Paul Allen’s Stratolaunch Systems lays out a roadmap for hypersonic rocket planes
Stratolaunch’s swept-wing hypersonic testbed would be propelled by a rocket engine. (Stratolaunch Illustration)
Stratolaunch Systems, the aerospace company created by Microsoft co-founder Paul Allen, says it’s exploring the development of a series of rocket planes that would serve as a testbed for hypersonic flight.
Stephen Corda, Stratolaunch’s senior technical fellow for hypersonics, presented the concept this week at the American Institute of Aeronautics and Astronautics’ International Space Planes and Hypersonic Systems and Technologies conference in Orlando, Fla.
If Stratolaunch follows through on the concept, the company could use the world’s largest airplane as a launch platform for an uncrewed aerospace plane that travels at more than 10 times the speed of sound, or Mach 10.
Hypersonic vehicles rank among the top technological frontiers for Pentagon officials, who have sounded the alarm about hypersonic weapon development programs in Russia and China. But it’s not yet clear whether Stratolaunch will join the hypersonic aerospace race.
“We are currently exploring potential partnership opportunities to develop an air-launched hypersonic testbed,” Stratolaunch said today in an emailed statement. “The hypersonic testbed would be deployed from our carrier aircraft and would be used for hypersonic research and technology development for space launch systems, however, no decision have been made yet.”
In the concept study presented this week, Corda and his colleagues provide a detailed description of a delta-wing testbed plane called the Hyper-Z. It would be 83.4 feet long, with a wingspan of 32.4 feet and a launch weight of about 65,000 pounds.
Stratolaunch’s hydrogen-fueled PGA rocket engine would serve as the plane’s main propulsion system, but it could also be equipped with an air-breathing propulsion system, such as a scramjet engine. The flight profiles could accommodate a maximum speed of Mach 11, or a maximum altitude of 477,000 feet.
Hyper-Z would be launched from Stratolaunch’s mammoth twin-fuselage carrier airplane, which has a record-setting wingspan of 385 feet. The plane is currently going through ground testing at California’s Mojave Air and Space Port and should have its maiden test flight within the next few months.
The testbed design could accommodate equipment related to hypersonics and space launch development, and external payloads could be mounted to its underbelly, Stratolaunch said.
Hyper-Z’s main mission would be to test the aerodynamics and technologies required for hypersonic flight — blazing the trail for a full line of rocket-powered vehicles including a crew-capable orbital space plane that Stratolaunch has dubbed “Black Ice.”
The design also allows for small payloads and experiments that could be placed at strategic locations on the vehicle, known as hyper-spots. “A goal of this concept is to make the hypersonic flight environment accessible to universities, small business and other smaller concerns,” Corda and his colleagues write.

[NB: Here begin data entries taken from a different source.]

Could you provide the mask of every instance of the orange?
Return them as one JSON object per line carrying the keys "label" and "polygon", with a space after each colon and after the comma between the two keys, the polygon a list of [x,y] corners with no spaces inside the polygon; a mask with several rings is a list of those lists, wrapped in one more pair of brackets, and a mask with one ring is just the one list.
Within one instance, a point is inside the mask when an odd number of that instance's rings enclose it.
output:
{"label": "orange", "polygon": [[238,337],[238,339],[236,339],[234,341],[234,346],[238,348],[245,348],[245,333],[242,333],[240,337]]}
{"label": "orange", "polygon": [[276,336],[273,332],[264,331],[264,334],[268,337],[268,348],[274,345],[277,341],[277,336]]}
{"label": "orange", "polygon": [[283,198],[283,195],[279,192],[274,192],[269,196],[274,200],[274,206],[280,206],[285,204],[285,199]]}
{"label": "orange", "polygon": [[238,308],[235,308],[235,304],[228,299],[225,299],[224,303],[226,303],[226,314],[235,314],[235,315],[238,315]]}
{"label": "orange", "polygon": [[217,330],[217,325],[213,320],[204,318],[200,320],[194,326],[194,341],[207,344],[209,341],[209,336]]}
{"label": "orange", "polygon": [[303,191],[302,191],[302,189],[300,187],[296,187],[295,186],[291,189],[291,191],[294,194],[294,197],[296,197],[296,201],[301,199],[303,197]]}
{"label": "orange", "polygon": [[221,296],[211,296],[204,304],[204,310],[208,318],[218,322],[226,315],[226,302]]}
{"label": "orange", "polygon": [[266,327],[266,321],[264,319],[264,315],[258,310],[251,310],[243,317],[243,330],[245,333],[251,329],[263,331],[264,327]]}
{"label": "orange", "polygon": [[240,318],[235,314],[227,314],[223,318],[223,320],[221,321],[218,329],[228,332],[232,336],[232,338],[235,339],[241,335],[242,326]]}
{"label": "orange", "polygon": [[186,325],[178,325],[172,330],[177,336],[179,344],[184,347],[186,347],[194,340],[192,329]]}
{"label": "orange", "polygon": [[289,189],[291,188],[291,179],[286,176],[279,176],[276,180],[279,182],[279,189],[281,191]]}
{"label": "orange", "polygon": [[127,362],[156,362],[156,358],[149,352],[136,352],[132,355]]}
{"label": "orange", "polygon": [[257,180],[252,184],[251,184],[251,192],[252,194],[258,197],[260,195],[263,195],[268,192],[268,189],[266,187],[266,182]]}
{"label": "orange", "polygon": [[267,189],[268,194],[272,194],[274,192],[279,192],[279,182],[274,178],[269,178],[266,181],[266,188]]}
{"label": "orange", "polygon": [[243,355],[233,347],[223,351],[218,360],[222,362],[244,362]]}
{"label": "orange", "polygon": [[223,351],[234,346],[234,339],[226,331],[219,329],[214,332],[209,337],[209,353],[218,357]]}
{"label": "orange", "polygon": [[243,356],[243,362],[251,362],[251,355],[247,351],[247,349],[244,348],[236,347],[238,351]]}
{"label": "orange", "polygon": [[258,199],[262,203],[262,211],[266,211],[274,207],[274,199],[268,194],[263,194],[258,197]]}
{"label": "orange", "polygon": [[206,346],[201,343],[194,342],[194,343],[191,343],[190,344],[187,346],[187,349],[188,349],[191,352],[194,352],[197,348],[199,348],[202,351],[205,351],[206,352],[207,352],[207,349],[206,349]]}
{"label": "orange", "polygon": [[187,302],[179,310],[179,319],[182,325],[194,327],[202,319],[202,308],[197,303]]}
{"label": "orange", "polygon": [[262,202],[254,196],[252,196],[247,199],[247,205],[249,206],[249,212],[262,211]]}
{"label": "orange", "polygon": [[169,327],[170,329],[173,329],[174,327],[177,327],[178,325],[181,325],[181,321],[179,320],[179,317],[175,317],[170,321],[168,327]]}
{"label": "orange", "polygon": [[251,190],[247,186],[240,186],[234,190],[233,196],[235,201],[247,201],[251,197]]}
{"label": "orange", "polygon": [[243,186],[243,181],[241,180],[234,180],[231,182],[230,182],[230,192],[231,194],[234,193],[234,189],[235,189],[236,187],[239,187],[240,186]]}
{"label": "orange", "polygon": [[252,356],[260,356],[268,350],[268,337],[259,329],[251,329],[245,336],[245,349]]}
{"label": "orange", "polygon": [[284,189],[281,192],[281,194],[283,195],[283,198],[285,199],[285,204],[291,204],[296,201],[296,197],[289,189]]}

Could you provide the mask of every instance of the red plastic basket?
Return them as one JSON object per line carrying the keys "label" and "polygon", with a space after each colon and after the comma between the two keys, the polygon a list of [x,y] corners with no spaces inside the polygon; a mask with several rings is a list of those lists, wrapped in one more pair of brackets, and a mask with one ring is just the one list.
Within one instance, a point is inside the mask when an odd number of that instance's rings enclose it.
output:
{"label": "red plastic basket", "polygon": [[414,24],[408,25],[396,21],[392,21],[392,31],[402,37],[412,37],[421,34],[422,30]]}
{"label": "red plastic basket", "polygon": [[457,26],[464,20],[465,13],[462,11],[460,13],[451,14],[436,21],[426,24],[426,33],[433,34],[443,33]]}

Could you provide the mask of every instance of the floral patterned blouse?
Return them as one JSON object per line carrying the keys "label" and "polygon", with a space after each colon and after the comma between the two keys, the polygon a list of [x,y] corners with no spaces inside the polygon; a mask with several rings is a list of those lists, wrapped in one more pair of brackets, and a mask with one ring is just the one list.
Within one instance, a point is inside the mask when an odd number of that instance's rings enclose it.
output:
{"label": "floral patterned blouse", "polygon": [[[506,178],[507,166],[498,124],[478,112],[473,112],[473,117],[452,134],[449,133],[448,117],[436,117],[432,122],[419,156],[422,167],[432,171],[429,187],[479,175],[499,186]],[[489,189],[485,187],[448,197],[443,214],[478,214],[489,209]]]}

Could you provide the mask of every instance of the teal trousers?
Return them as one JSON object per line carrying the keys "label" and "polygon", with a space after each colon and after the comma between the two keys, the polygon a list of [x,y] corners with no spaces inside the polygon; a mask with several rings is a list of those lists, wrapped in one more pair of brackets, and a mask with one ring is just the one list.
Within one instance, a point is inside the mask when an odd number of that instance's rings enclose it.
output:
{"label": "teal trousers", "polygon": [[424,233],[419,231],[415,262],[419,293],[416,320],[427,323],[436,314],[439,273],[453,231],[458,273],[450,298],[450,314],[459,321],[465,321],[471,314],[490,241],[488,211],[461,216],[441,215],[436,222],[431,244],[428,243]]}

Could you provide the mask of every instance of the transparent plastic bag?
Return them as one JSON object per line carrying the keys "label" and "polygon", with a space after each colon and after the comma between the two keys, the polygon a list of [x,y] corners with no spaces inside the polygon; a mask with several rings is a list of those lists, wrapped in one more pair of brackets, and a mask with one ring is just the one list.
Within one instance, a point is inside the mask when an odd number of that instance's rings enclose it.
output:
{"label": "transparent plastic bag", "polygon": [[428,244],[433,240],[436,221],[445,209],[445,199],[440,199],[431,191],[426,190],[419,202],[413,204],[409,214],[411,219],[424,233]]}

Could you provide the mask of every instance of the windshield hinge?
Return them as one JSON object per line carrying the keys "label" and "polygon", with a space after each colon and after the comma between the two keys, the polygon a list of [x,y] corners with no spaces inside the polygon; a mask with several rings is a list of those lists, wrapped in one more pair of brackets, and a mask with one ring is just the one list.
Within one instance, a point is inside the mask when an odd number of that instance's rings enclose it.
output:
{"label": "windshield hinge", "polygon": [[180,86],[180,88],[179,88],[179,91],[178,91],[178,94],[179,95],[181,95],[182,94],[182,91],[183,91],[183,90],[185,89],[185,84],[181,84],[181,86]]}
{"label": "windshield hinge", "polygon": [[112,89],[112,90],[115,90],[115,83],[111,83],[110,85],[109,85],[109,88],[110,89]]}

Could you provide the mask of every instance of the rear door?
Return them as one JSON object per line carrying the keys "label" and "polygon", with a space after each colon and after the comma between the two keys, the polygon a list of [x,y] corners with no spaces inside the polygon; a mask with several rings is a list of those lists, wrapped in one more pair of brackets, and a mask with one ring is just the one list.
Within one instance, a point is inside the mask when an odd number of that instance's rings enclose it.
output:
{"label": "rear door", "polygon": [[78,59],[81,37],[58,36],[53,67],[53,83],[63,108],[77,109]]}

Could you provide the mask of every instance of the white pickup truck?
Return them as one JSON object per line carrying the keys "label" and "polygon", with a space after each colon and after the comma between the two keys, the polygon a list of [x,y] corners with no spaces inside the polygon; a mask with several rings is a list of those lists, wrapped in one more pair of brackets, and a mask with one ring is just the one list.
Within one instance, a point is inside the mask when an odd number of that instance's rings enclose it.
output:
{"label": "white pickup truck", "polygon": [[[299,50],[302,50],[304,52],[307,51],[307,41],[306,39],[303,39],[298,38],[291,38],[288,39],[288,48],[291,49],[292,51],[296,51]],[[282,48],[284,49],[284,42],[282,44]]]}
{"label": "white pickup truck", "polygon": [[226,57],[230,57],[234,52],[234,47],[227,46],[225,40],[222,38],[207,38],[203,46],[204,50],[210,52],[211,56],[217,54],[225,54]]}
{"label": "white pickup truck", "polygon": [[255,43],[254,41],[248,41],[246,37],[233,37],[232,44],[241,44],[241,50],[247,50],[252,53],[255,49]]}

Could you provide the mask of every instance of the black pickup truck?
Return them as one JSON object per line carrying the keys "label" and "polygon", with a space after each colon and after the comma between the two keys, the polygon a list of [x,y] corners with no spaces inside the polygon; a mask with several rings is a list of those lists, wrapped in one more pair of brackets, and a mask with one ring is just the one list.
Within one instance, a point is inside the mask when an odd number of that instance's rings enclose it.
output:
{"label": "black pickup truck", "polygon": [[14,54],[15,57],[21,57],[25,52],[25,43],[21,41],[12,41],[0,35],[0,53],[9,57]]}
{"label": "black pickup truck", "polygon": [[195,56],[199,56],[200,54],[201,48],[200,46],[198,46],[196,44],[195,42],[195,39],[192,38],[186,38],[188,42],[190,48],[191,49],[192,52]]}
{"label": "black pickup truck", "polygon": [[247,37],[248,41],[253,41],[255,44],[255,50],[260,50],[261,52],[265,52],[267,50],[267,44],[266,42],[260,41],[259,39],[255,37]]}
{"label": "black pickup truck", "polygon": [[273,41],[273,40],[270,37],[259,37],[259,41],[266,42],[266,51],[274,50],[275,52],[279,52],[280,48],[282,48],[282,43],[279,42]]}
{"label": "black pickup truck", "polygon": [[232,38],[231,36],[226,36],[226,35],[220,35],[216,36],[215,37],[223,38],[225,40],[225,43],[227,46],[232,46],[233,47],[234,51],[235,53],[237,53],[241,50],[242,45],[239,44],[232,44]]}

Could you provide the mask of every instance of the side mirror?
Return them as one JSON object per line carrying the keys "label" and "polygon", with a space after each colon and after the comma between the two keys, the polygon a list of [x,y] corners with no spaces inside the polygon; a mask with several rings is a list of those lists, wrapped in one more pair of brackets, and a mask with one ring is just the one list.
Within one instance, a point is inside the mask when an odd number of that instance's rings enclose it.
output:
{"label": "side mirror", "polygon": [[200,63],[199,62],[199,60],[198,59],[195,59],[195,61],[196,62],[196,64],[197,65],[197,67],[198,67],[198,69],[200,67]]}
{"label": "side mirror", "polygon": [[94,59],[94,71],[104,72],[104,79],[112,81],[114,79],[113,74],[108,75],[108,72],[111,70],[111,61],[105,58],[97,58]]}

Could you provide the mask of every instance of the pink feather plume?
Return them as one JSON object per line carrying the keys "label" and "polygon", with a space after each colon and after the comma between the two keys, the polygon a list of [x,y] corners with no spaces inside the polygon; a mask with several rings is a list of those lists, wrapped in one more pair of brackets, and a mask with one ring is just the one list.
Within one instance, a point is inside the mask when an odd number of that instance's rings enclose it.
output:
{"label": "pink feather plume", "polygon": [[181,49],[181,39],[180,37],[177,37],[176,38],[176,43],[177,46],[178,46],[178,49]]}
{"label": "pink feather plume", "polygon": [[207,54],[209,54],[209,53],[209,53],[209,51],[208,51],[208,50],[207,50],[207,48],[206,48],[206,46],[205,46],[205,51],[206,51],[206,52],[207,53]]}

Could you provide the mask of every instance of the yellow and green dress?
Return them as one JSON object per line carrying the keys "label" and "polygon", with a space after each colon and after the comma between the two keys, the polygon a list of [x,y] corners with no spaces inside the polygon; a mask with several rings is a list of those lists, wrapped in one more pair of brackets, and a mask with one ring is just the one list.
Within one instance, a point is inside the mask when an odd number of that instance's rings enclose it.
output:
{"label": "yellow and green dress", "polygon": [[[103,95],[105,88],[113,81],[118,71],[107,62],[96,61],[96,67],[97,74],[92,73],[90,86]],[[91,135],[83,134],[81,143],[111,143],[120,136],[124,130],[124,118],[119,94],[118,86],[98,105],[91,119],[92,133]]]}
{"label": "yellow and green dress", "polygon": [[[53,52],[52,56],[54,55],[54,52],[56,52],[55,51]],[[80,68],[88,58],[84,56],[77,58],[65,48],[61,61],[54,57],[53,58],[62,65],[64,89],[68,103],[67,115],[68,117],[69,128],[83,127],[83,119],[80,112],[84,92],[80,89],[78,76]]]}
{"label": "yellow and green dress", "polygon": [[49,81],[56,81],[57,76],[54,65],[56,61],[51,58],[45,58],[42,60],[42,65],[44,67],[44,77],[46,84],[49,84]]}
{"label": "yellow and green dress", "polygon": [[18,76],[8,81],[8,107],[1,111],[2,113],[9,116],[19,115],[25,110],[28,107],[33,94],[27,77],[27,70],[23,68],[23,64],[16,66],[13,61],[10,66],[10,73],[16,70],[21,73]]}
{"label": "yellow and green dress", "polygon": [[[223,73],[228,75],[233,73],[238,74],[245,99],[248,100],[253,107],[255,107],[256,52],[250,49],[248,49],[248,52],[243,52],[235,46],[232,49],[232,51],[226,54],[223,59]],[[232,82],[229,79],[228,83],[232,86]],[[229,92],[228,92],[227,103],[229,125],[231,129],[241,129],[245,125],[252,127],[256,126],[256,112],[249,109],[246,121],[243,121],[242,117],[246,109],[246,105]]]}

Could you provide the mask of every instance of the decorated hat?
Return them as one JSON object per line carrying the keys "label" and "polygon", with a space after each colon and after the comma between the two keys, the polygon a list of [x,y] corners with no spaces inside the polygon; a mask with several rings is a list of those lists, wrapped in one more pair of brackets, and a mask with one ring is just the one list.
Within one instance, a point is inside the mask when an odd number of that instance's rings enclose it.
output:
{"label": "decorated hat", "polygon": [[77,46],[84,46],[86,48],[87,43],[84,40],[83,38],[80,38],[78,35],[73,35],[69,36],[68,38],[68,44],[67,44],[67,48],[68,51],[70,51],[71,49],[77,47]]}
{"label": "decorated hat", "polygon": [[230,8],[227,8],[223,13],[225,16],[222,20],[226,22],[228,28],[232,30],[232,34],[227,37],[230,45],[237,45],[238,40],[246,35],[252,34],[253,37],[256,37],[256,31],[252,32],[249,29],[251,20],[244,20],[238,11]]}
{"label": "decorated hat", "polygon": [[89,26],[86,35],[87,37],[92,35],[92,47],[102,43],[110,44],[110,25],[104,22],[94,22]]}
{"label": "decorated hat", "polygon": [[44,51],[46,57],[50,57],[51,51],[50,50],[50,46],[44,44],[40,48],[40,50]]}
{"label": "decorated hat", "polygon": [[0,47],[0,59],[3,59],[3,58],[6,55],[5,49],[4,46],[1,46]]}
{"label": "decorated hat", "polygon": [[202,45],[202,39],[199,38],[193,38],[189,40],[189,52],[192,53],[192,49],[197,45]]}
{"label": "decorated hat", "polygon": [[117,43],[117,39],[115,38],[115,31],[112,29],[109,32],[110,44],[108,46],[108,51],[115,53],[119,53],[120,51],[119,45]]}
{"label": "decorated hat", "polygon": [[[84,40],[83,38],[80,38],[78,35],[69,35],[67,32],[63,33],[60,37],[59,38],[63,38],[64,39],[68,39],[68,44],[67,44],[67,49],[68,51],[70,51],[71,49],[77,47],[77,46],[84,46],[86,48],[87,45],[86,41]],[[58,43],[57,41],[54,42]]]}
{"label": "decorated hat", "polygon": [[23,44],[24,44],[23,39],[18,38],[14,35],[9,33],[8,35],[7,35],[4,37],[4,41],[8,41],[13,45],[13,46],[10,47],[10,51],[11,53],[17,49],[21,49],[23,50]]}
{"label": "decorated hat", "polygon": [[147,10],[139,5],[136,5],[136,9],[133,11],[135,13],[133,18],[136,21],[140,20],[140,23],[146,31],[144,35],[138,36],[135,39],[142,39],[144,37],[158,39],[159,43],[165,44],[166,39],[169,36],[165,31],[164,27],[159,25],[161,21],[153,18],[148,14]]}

To smooth the way for Hyper-Z, Stratolaunch proposes building a subscale version of the plane called Hyper-A. This precursor plane would be about 28 feet long, with a wingspan of 11 feet and a launch weight of 6,000 pounds. That would make Hyper-A just a bit bigger than the Air Force’s Boeing-built X-51 Waverider aircraft, which put in a record-setting hypersonic flight in 2013.
Hyper-A is designed to fly beyond Mach 6, well above the Mach 5 speed that generally defines hypersonic flight. Its flight profile could be tweaked to go as fast as Mach 7.7, or rise as high as 125,000 feet.
Stratolaunch has already conducted low-speed wind tunnel tests for the Hyper-Z design, and high-speed wind tunnel tests are to begin this fall. But because the project hasn’t yet gotten the full go-ahead, Stratolaunch hasn’t committed to a time frame for development.
The carrier airplane — which has been nicknamed “Roc” after the mythical giant bird in “A Thousand and One Nights” — is expected to require 18 to 24 months of flight testing before it’s cleared to launch payloads. That suggests the first flight of Hyper-A could take place no earlier than 2020.
In addition to Corda, the authors of the AIAA paper, “Stratolaunch Air-Launched Hypersonic Testbed,” include Curtis Longo and Zachary Krevor.